I think BP's estimate is pretty close. I haven't seen alot of interest in those.


----------



## Plum (Sep 14, 2004)

Likely worth more parted out as well. 

Plum


----------



## xrockketx (Apr 19, 2010)

If it were different circumstances, I would definitely keep it. I was just going to take it apart and clean it up some on the cheap to sell it. So even if I got 200, that would be sweet.


----------



## Jak0zilla (May 16, 2010)

My wife has that bike in "Size Teensy." I think it's a 15"? If it had a longer top tube I'd ride it. 

Those are nice bikes! I'd give you the above quoted price if it was my size! (Looks big to my eye.) The welds are a bit uneven, but it's got a nice "ping" then you give the top tube a flick with a fingernail. Always liked that paint scheme as well.


----------



## mechagouki (Nov 30, 2007)

I like these late '80s mass produced Fisher's. Not worth much though. restored or otherwise. Assuming everything is original (aside from that ridiculous contraption attached to the bars, obviously) parting out will net you more than $200, but if you don't need the money and it fits you you should keep it and ride it.


----------



## xrockketx (Apr 19, 2010)

mechagouki said:


> I like these late '80s mass produced Fisher's. Not worth much though. restored or otherwise. Assuming everything is original (aside from that ridiculous contraption attached to the bars, obviously) parting out will net you more than $200, but if you don't need the money and it fits you you should keep it and ride it.

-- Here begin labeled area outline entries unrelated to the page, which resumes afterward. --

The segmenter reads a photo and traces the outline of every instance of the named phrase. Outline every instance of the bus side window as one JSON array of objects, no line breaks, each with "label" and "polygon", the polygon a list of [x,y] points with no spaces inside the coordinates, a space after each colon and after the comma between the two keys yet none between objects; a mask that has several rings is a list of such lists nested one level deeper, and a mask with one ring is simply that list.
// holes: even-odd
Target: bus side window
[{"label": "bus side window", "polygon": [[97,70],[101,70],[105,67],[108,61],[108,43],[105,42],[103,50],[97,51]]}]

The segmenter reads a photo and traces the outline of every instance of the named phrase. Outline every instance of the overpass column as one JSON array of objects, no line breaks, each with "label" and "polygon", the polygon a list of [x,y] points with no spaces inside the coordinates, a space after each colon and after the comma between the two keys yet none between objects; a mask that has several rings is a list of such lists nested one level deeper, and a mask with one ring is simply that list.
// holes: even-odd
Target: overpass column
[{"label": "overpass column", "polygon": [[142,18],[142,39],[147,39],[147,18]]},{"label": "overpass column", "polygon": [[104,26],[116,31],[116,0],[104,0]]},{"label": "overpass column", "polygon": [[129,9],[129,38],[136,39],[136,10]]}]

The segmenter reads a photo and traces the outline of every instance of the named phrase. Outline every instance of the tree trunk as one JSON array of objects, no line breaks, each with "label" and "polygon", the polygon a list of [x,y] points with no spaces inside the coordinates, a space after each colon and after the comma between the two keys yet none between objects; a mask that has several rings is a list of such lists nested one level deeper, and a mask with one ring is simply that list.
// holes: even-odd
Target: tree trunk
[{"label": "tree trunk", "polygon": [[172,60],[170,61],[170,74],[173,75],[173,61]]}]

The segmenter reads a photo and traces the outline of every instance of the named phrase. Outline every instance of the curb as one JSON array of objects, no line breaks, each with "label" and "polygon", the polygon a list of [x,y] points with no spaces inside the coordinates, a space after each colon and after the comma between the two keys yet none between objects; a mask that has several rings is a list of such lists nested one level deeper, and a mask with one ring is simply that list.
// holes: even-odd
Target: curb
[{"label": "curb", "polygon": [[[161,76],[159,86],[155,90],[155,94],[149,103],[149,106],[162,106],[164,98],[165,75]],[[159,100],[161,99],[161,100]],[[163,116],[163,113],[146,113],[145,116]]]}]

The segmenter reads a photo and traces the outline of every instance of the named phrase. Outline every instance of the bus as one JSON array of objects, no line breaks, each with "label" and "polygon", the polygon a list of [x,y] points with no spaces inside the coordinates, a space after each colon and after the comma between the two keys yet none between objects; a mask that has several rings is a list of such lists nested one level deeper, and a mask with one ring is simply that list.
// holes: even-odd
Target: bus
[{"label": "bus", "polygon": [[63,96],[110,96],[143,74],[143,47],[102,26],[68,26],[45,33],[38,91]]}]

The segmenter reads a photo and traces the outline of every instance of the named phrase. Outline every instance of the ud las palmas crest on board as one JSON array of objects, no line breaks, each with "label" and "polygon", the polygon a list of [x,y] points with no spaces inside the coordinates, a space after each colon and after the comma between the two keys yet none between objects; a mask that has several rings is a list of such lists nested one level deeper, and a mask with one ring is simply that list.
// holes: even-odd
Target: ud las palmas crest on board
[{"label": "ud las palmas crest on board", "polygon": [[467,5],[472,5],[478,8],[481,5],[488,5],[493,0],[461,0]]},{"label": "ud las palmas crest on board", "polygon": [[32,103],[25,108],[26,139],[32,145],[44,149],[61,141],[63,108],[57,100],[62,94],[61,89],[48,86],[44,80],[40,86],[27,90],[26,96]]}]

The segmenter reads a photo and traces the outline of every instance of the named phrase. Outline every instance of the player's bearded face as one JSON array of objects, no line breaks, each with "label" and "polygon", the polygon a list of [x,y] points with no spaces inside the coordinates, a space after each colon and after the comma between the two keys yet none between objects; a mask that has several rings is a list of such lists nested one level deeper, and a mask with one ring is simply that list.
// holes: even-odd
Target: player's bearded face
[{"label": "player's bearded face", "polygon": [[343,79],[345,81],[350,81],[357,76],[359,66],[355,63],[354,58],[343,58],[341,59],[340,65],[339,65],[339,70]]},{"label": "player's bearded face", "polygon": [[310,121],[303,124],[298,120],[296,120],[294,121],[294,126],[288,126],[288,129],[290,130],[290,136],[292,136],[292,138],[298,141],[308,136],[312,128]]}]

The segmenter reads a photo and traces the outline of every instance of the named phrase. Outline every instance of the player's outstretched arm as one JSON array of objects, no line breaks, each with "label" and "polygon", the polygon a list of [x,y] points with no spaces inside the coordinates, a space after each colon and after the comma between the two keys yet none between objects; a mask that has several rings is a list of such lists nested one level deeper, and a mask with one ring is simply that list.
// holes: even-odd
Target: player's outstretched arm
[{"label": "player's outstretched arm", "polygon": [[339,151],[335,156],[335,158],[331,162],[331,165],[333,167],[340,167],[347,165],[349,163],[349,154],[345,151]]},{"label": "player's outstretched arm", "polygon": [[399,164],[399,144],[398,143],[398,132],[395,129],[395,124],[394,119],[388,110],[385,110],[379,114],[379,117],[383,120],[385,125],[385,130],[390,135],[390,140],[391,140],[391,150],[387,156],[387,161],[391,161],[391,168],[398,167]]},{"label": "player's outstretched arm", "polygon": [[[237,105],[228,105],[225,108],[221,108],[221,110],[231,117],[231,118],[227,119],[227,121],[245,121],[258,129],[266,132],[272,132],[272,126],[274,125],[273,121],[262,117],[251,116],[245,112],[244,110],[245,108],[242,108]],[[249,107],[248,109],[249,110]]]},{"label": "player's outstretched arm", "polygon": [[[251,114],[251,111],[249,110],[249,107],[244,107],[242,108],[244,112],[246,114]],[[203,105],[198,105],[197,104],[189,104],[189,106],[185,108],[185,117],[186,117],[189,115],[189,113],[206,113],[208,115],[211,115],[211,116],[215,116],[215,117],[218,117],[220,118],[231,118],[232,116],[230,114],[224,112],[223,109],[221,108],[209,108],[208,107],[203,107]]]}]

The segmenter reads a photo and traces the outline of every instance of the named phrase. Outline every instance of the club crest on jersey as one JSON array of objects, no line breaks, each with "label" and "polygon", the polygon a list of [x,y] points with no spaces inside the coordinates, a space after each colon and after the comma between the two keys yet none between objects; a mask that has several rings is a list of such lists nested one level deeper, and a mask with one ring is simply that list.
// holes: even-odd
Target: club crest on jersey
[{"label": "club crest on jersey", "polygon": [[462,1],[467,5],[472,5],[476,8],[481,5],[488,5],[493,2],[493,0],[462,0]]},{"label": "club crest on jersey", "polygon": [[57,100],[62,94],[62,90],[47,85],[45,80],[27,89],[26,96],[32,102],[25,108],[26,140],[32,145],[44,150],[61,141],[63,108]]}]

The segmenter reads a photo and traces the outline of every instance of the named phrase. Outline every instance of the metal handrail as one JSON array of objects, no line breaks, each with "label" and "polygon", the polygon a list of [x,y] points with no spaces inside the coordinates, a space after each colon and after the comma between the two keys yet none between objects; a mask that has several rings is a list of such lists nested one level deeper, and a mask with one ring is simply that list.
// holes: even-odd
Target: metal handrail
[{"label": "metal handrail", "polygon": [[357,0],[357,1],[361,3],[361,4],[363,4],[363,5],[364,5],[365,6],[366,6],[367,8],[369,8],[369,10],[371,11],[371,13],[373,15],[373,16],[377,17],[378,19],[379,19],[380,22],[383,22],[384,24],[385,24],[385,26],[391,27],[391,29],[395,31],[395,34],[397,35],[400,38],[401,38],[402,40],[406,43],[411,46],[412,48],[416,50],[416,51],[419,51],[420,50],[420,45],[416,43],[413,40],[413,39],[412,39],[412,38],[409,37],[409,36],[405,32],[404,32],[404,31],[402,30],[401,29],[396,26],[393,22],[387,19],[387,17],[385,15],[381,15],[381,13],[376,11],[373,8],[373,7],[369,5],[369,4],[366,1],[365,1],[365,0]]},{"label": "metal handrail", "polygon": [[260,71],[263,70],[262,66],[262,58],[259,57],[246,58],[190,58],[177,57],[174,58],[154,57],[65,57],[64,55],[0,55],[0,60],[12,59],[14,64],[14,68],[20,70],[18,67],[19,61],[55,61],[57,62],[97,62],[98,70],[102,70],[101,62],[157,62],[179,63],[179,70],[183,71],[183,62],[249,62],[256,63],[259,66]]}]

Haha...no doubt those bars are crazy..I just took the pic as is. But as far as keeping it, its a no go. Without going into to much detail, a guy living with my wifes grandparents house killed himself with no next of kin. The bike was his and left at the house. So I was able to pick it up.
Anyway, I can't keep it. Was just wanting to get a couple bucks for it, otherwise it would have been a cool bike to ride.


----------



## xprop1 (Apr 5, 2010)

Here's pic my procaliber, I'm orig owner. These earlier procaliber models weren't mass produced.... this model is what MTB world champ sara ballantyne and mike kloser rode into race history. Maybe not quite Fat Chance type prices, but....... ( note my stem is not original hint, hint, hint.)

Picture coming soon


----------



## Jak0zilla (May 16, 2010)

xprop1 said:


> ( note my stem is not original hint, hint, hint.)


Your (original) Fisher Bulge Bar is crying because that Huffy stem is being so rough and squeezing it so tight. :bluefrown:

And somewhere out there is a color matched Nitto roller stem, that is alone and afraid and just wants to go _home_!


----------



## scooderdude (Sep 27, 2004)

I paid $400 for a 1988 ProCaliber from one of our forum members a couple years ago or so. It looks nearly NOS and is completely intact and original in every way. It doesn't look like it was ridden at all. A museum quality piece, for sure.


----------



## richieb (Oct 21, 2004)

Oh, and for the record, that's a FISHER Procaliber. Karmically, the transition from Fisher to "Gary Fisher" was a HUGE step down. That's a REAL Fisher.


----------



## xrockketx (Apr 19, 2010)

richieb said:


> Oh, and for the record, that's a FISHER Procaliber. Karmically, the transition from Fisher to "Gary Fisher" was a HUGE step down. That's a REAL Fisher.


Haha...shows you how much I know about "Fisher" bikes.


----------